William Holmes

Personal information
- Full name: William Holmes
- Born: 29 October 1885 Eastwood, Nottinghamshire, England
- Died: 6 December 1951 (aged 66) Doncaster, Yorkshire, England
- Batting: Right-handed
- Bowling: Right-arm medium

Domestic team information
- 1919: Nottinghamshire

Career statistics
| Competition | First-class |
| Matches | 2 |
| Runs scored | 33 |
| Batting average | 16.50 |
| 100s/50s | –/– |
| Top score | 19 |
| Balls bowled | 288 |
| Wickets | 4 |
| Bowling average | 26.25 |
| 5 wickets in innings | – |
| 10 wickets in match | – |
| Best bowling | 2/50 |
| Catches/stumpings | 1/– |
- Source: Cricinfo, 23 February 2013

= William Holmes (English cricketer) =

English cricketer

William Holmes (29 October 1885 - 6 December 1951) was an English cricketer. Holmes was a right-handed batsman who bowled right-arm medium pace. He was born in Eastwood, Nottinghamshire.

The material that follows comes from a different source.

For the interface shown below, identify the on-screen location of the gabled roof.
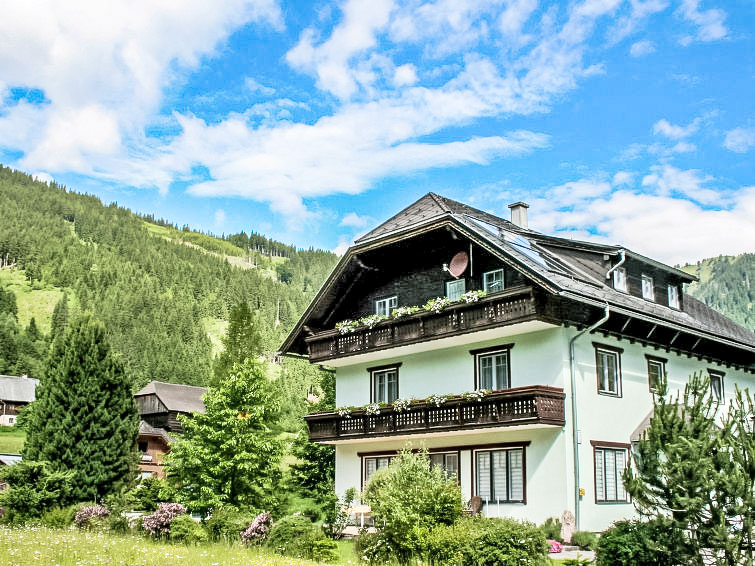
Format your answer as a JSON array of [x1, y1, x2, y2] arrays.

Holmes made two first-class appearances for Nottinghamshire at Trent Bridge in the 1919 County Championship against Yorkshire and Lancashire. He scored a total of 33 runs in his two matches, at an average of 16.50 and a high score of 19. In bowling, he took 4 wickets at a bowling average of 26.25, with best figures of 2/50.

He died in Doncaster on 6 December 1951.